The PCB has identified a window for the event in September-October which, officials say, is an ideal period because it is the start of the season in Australia, India and Pakistan and near the end of the English season.
As it stands, the plan is for a single-league structure of six league games, concluded by either a one-off or best-of-three finals, played across two weekends. Hosting rights for the tournament are envisaged to run on a rotational basis and control over the event will be the ICC’s.
The paper projects that such a tournament could bring in USD 650 million in media and commercial rights, and plans for that the money to be distributed between the four sides as well as other ICC members. It is not clear what the breakdown will be of the revenue, but it is thought that a significant portion could go towards the non-participating Full Members and Associate members.
“This is a strategic paper in which the ICC and its members have been encouraged and invited to explore an untapped event opportunity around traditional rivalries in cricket, turn them into a cricket extravaganza, attract a new generation of cricketers, speed up cricket development and maximise revenues for the members,” a PCB official familiar with the plan told ESPNcricinfo.
“This concept not only provides context, it will also become a much-anticipated event across the globe as cricket fans and followers want to see Pakistan play India or Australia take on England or India meet England or Pakistan face Australia on an annual basis.”
How it is received by others remains to be seen, and for various reasons – not least strained ties between India and Pakistan – several obstacles stand in the way. India and Pakistan have not played a bilateral series since 2012-13 because political relations between the two countries are at a low ebb. Relations between the two cricket boards are also not especially functional either – the teams only face off in ICC events.

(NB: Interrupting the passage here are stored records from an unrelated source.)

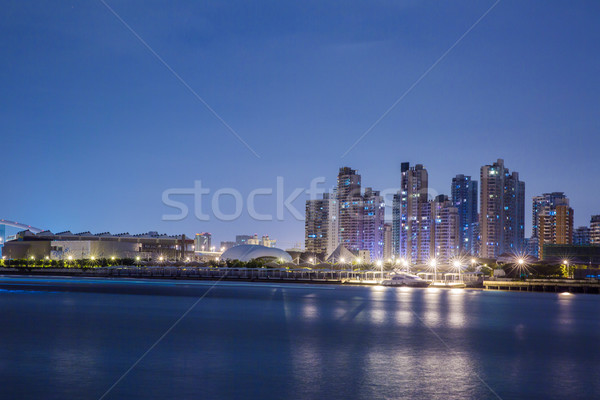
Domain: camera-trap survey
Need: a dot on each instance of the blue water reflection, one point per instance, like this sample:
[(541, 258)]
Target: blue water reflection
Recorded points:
[(65, 338)]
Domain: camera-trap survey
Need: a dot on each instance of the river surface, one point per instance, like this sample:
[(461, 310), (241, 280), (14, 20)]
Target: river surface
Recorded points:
[(76, 338)]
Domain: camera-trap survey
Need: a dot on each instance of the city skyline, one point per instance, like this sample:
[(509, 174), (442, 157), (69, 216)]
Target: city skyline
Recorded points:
[(96, 128)]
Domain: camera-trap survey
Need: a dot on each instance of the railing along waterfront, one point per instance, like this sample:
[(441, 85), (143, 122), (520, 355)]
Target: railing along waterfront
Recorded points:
[(333, 276), (545, 285)]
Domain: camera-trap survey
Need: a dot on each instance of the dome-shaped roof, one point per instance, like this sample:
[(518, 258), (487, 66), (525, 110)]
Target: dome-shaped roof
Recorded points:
[(247, 252)]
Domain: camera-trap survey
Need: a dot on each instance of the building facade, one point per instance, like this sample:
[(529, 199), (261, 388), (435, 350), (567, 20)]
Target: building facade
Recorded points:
[(446, 230), (203, 241), (555, 226), (502, 214), (413, 206), (595, 230), (464, 198), (581, 236), (321, 228)]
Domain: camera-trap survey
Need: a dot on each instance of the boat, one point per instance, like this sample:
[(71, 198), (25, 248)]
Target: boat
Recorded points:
[(405, 279)]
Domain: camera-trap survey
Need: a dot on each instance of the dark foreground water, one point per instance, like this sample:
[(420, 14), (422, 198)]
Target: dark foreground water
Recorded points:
[(71, 338)]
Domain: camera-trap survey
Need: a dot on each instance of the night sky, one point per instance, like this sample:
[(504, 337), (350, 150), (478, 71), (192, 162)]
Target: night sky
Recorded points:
[(94, 127)]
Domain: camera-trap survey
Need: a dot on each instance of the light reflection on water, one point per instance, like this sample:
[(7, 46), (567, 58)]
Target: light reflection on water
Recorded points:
[(351, 342)]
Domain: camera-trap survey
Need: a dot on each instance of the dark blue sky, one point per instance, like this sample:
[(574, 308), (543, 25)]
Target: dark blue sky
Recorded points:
[(94, 128)]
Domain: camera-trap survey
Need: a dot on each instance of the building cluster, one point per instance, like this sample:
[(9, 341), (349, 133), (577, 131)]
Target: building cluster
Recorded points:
[(349, 217), (265, 240), (86, 245), (483, 218)]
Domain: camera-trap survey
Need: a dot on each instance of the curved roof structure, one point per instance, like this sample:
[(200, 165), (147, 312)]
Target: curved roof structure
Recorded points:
[(19, 225), (247, 252)]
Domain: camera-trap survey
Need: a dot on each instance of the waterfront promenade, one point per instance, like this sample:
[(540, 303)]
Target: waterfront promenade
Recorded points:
[(370, 277)]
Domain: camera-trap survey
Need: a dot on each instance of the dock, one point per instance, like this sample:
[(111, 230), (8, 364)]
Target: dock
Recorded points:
[(545, 285)]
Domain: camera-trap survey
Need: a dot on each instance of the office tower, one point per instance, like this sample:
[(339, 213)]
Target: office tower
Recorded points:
[(267, 241), (595, 230), (555, 226), (413, 195), (373, 213), (360, 217), (423, 243), (202, 241), (350, 204), (243, 239), (540, 203), (464, 198), (388, 244), (396, 223), (321, 228), (446, 230), (581, 236), (475, 238), (502, 214)]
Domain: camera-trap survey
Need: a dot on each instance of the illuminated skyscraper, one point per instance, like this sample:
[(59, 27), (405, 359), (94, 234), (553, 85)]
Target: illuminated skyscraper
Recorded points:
[(502, 214), (412, 204), (464, 198)]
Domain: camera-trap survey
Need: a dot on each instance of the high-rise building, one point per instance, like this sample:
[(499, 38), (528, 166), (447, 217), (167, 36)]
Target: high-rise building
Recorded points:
[(446, 230), (423, 243), (387, 241), (581, 236), (202, 241), (595, 230), (321, 227), (555, 226), (540, 203), (350, 214), (373, 217), (396, 223), (360, 217), (464, 198), (475, 238), (243, 239), (502, 214), (413, 197)]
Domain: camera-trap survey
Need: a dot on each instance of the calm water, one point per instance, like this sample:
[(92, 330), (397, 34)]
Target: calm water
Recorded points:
[(71, 338)]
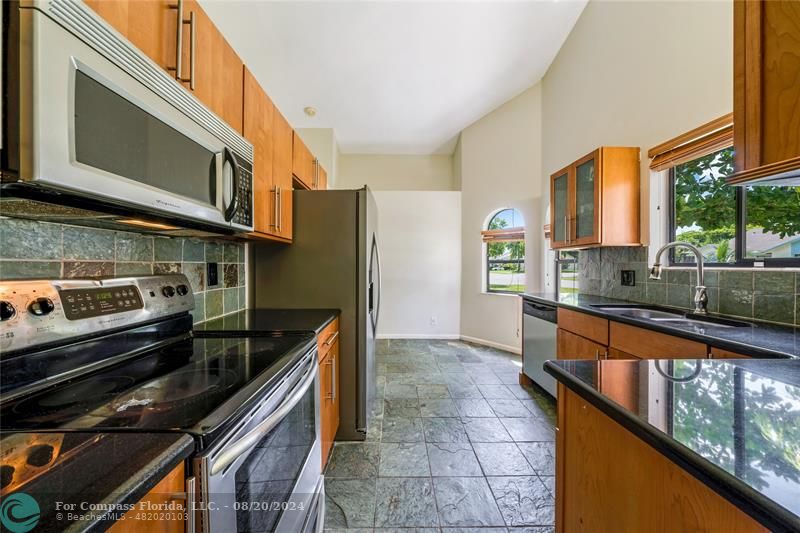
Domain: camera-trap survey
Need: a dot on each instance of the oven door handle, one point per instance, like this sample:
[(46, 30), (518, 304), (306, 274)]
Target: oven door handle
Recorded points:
[(233, 452)]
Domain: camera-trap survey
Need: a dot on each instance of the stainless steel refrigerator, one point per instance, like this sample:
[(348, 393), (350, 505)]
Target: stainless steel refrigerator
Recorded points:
[(333, 262)]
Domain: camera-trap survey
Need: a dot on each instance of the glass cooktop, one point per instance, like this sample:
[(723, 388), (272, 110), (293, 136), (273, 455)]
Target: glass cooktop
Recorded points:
[(182, 387)]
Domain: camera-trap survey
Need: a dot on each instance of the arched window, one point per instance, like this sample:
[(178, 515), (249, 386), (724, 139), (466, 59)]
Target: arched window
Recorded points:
[(504, 239)]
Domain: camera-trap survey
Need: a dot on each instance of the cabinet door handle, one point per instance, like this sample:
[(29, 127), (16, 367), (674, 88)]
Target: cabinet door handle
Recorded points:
[(179, 45), (569, 229), (332, 338), (274, 224), (192, 49), (189, 498), (332, 364), (178, 40), (280, 209)]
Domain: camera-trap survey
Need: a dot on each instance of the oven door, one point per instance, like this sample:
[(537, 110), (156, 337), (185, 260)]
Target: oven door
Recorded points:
[(267, 474), (91, 127)]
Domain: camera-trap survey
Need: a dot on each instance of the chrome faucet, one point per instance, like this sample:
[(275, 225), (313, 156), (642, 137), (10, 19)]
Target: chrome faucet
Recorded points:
[(700, 294)]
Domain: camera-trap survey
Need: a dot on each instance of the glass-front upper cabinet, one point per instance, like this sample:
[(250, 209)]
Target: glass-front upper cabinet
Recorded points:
[(587, 195), (595, 200), (559, 200)]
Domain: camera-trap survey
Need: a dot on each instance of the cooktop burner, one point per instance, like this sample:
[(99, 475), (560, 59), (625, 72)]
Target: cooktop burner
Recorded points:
[(183, 386)]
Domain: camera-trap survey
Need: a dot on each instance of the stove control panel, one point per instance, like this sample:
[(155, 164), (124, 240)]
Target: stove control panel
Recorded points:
[(39, 312), (86, 303)]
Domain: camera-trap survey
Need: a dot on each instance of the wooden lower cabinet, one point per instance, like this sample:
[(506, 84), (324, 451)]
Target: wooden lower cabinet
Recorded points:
[(328, 348), (160, 496), (571, 346), (599, 489), (588, 326), (647, 344), (613, 353)]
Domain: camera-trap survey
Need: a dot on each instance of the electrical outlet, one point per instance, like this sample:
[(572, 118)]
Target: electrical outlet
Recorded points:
[(212, 274), (628, 278)]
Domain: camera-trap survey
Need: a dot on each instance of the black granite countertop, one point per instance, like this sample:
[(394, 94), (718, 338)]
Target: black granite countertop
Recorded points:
[(758, 339), (733, 424), (104, 471), (272, 320)]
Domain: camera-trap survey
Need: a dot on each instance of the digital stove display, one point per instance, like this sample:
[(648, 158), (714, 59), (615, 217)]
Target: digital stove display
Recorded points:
[(87, 303)]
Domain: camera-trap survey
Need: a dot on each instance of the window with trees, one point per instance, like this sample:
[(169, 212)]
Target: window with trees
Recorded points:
[(732, 225), (504, 237)]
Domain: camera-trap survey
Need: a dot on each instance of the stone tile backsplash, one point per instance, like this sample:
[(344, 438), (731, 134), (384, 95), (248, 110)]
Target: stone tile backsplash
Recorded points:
[(36, 250), (762, 294)]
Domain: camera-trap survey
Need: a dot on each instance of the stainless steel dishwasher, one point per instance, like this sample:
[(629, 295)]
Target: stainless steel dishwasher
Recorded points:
[(538, 341)]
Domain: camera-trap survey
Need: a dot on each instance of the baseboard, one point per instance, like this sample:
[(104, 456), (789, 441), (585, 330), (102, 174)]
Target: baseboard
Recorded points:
[(492, 344), (445, 336)]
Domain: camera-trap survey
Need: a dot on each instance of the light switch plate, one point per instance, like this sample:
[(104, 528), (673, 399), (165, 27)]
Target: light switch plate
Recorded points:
[(628, 278)]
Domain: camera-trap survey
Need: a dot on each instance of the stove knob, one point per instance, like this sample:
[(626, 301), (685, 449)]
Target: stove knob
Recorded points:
[(7, 311), (41, 306)]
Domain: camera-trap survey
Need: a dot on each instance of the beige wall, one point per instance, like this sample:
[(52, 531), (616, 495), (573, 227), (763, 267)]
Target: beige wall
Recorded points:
[(322, 143), (396, 172), (636, 74), (420, 241), (500, 167)]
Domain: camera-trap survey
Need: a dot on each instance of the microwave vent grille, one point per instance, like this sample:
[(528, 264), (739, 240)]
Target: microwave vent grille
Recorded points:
[(79, 18)]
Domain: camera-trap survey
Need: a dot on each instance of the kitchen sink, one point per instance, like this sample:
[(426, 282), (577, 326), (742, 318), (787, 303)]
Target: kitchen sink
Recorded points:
[(668, 317)]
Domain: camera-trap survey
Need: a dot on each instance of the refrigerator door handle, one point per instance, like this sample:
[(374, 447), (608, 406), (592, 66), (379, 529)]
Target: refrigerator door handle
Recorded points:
[(380, 284)]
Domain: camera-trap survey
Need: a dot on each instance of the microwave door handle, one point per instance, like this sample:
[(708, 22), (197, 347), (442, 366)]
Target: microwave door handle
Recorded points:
[(234, 451), (231, 209)]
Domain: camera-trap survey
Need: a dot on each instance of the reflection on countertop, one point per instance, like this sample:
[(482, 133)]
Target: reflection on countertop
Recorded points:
[(758, 339), (736, 423), (272, 320), (103, 471)]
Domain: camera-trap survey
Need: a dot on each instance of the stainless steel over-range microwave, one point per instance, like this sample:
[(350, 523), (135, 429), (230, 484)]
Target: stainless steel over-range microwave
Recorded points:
[(91, 122)]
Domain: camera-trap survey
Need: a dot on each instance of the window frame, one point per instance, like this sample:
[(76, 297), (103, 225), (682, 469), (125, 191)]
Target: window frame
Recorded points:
[(562, 261), (487, 261), (740, 254), (489, 289)]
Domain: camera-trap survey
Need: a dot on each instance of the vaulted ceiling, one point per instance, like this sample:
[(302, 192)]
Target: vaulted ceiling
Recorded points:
[(399, 77)]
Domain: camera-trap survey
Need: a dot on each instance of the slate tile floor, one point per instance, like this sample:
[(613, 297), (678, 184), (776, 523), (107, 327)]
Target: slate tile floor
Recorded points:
[(457, 445)]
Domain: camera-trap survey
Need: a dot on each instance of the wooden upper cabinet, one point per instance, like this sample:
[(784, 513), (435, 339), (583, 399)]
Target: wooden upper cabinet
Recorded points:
[(258, 123), (595, 200), (210, 68), (217, 78), (303, 163), (149, 24), (766, 94), (282, 172), (322, 178), (559, 209)]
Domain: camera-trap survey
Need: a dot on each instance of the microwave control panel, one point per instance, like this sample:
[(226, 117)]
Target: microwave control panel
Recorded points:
[(244, 215)]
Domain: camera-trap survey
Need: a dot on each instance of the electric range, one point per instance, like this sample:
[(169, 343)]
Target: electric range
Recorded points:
[(120, 355)]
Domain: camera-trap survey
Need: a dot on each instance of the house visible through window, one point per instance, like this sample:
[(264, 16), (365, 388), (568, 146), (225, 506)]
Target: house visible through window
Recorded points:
[(505, 252), (566, 271), (732, 225)]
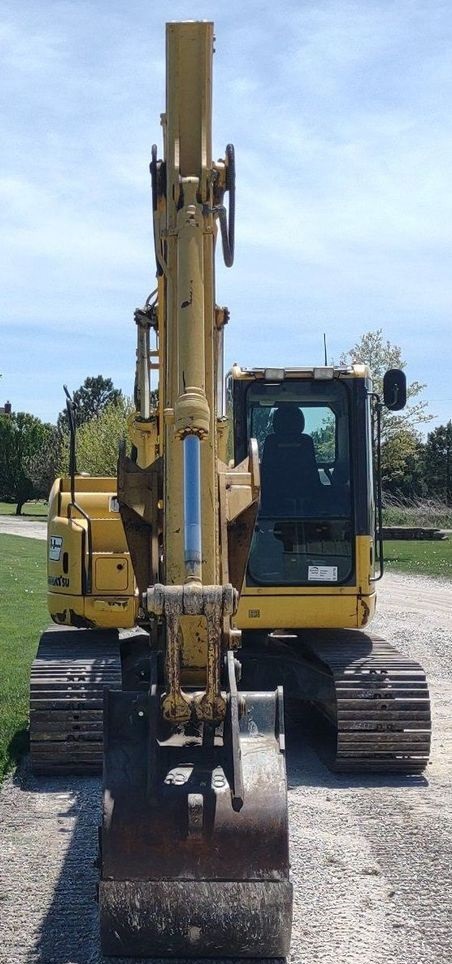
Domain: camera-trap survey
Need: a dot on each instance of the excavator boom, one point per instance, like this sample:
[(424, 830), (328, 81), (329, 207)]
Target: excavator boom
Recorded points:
[(194, 843)]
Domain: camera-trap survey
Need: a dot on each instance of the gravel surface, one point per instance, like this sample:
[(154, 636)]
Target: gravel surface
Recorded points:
[(371, 856)]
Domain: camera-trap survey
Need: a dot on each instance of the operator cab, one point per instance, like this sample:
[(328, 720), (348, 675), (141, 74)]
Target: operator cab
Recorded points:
[(316, 488)]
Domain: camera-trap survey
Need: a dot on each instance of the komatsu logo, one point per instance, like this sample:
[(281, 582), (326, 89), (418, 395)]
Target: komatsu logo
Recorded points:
[(55, 546), (60, 582)]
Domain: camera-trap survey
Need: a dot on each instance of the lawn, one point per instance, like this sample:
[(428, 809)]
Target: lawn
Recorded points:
[(419, 557), (23, 616), (36, 510)]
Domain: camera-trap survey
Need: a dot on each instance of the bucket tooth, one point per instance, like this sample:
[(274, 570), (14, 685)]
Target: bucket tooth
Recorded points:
[(183, 873)]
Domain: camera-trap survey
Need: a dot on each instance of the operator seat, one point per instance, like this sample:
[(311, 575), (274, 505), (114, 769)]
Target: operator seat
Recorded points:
[(288, 469)]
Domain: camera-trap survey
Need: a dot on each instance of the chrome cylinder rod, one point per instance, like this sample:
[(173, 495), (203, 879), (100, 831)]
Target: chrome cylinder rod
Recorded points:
[(192, 509)]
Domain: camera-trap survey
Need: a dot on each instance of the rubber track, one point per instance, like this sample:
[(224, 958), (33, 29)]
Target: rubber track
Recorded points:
[(68, 677), (382, 707)]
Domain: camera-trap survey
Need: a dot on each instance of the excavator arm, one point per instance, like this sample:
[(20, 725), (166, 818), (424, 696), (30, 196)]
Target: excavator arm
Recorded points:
[(194, 842)]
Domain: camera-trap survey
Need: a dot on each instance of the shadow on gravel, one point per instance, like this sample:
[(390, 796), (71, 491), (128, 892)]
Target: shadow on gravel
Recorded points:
[(69, 931)]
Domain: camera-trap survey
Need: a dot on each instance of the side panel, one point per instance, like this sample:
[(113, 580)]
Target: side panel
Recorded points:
[(348, 607), (89, 571)]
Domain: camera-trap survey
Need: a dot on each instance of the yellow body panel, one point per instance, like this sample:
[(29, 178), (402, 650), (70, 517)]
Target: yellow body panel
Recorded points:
[(298, 607), (89, 572)]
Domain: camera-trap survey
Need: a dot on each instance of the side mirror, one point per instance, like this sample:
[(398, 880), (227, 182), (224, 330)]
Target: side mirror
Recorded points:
[(394, 389)]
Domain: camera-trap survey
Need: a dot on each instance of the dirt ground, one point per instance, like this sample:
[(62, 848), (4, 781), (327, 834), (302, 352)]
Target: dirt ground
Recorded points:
[(371, 857)]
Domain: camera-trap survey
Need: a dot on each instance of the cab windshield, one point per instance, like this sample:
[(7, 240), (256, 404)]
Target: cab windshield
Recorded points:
[(304, 527)]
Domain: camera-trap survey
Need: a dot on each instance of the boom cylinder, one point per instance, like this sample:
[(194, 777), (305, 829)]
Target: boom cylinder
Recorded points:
[(192, 509)]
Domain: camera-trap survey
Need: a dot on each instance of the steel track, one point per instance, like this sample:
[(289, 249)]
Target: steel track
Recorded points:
[(381, 710), (68, 677)]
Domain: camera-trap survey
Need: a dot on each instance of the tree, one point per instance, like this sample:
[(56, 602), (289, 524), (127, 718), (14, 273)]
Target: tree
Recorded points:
[(438, 462), (380, 355), (90, 400), (402, 450), (98, 439), (22, 437), (45, 464)]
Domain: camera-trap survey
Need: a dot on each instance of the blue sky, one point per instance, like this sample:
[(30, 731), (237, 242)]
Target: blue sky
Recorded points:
[(340, 116)]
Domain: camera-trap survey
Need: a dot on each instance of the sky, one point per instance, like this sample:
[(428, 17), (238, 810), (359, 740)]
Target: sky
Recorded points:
[(339, 111)]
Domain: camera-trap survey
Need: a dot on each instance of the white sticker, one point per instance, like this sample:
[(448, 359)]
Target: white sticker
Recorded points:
[(55, 545), (322, 573)]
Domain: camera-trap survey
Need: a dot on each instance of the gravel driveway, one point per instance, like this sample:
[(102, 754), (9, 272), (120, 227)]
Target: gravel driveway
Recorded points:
[(371, 857)]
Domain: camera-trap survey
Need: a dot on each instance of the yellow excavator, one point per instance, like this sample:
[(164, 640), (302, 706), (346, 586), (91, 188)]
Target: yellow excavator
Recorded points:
[(234, 554)]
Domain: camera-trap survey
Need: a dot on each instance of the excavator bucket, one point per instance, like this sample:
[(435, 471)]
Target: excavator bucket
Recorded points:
[(184, 873)]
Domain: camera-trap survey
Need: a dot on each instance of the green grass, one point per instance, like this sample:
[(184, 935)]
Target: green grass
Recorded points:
[(424, 558), (23, 616), (36, 510), (424, 512)]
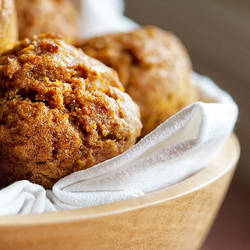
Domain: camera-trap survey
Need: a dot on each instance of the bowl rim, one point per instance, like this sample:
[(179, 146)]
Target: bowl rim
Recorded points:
[(224, 162)]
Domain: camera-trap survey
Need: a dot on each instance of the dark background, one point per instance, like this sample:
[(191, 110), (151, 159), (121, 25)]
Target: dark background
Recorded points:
[(217, 37)]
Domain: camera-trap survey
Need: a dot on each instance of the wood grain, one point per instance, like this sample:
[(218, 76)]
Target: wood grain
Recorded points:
[(178, 217)]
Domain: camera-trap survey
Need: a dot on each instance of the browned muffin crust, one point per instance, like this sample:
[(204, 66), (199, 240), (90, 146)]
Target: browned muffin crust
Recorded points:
[(154, 68), (60, 111), (42, 16)]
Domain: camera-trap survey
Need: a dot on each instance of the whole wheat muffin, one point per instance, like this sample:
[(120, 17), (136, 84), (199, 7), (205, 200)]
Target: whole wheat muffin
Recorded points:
[(154, 68), (42, 16), (60, 111)]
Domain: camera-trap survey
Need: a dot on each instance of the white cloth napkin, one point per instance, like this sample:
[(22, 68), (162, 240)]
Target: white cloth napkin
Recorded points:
[(182, 145), (100, 17)]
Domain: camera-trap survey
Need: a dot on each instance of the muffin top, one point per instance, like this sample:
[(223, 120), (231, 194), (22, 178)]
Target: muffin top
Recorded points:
[(60, 111), (154, 67)]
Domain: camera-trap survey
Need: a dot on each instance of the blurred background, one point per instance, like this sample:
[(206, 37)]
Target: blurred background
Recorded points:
[(216, 34)]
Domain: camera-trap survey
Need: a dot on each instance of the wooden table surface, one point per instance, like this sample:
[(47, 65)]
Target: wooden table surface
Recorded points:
[(216, 34)]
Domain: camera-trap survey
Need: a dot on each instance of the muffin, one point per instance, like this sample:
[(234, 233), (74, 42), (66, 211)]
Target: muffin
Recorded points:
[(42, 16), (60, 111), (154, 68)]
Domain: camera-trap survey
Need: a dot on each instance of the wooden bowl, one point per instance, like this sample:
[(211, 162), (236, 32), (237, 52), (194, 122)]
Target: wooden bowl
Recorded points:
[(178, 217)]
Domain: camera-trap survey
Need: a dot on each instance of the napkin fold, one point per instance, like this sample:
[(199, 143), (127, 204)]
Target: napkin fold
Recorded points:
[(179, 147)]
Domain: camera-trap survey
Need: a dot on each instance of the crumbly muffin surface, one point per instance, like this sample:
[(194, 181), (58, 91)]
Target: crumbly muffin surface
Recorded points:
[(60, 111), (154, 68)]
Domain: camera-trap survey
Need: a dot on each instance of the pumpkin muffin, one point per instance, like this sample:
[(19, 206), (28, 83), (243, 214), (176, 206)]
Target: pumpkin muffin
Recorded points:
[(60, 111), (154, 68)]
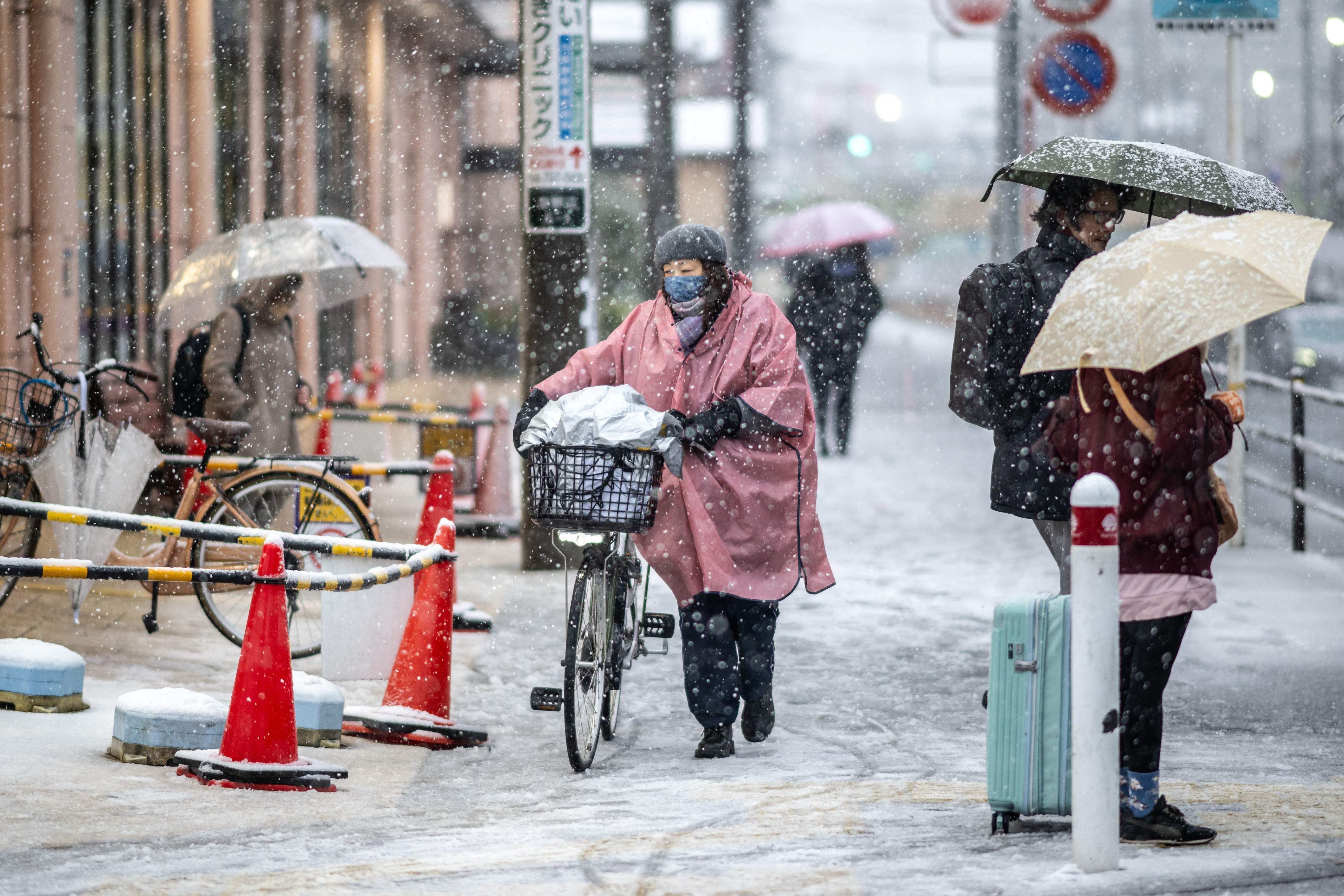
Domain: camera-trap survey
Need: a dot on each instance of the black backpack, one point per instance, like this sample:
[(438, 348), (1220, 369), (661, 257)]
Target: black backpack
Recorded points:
[(189, 387), (980, 292)]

Reasons other Full and Associate members would agree to such an idea that foresees no participation for them are also not obvious – even with a potential annual payout. If, as proposed, the ICC is to run the event, that would add another layer of complication, with regard to the events they have already locked into their next cycle.
An increased number of ICC events in that next cycle – there are four men’s T20 World Cups between 2023-2031 – as well as the domestic T20 leagues most Full Members are now running means that space in the calendar is all but non-existent – unless it comes at the expense of bilateral commitments.
The PCB says this quadrangular is not an attempt to undermine ICC events but to add another short event to the calendar, one they feel has strong commercial value.
“The ICC tried the ICC Super Series in 2005, so there is no harm in testing waters for another event,” the official said. “This event will also bring a further nation vs nation event, in a cricket calendar that is being increasingly influenced by mushrooming of various T20 leagues around the world. Because of that, bilateral T20Is have become meaningless. The four-nation Super Series can fill the vacuum.”